Poem titles were included if present.
doc_id
ID combining poem ID and file name.
types_per_doc
Number of types in the document/poem.
token_per_doc
Number of tokens in the document/poem.
TTR
Type-Token Ratio calculated by dividing the number of types by the total number of tokens.
(https://quanteda.io/reference/textstat_lexdiv.html).
MATTR_w8
Moving-Average Type-Token Ratio with a window of 8.
A window of 8 is the smallest possible unit for which a MATTR can be computed for all poems, since the shortest poem is 9 tokens long.
The Moving-Average Type-Token Ratio (Covington & McFall, 2010) calculates TTRs for a moving window of tokens from the first to the last token, computing a TTR for each window. The MATTR is the mean of the TTRs of each window.
(https://quanteda.io/reference/textstat_lexdiv.html)
MATTR_w15
Moving-Average Type-Token Ratio with a window of 15 (25% quartile of stanza length).
Cannot be calculated for all poems. Value is NA if not applicable.
MATTR_w21
Moving-Average Type-Token Ratio with a window of 21 (median of stanza length).
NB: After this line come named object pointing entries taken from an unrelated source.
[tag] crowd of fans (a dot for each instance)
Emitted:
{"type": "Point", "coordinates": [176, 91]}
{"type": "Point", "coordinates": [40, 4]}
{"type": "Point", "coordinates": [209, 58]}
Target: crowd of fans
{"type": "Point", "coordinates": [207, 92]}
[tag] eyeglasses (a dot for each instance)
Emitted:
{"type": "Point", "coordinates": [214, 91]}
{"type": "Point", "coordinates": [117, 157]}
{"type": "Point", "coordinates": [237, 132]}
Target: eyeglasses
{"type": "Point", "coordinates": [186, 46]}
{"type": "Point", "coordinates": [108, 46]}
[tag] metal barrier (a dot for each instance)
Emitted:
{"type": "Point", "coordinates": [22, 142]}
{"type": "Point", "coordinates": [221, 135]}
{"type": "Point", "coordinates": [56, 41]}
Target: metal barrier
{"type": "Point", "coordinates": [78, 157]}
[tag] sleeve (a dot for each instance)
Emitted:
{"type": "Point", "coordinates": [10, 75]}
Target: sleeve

Cannot be calculated for all poems. Value is NA if not applicable.
MATTR_w25
Moving-Average Type-Token Ratio with a window of 25 (arithmetic mean of stanza length).
Cannot be calculated for all poems. Value is NA if not applicable.
MATTR_w29
Moving-Average Type-Token Ratio with a window of 29 (75% quartile of stanza length).
Cannot be calculated for all poems. Value is NA if not applicable.
Note: The correlation between TTR and MATTR increases with increasing window size (from r=0.52 to r=.68).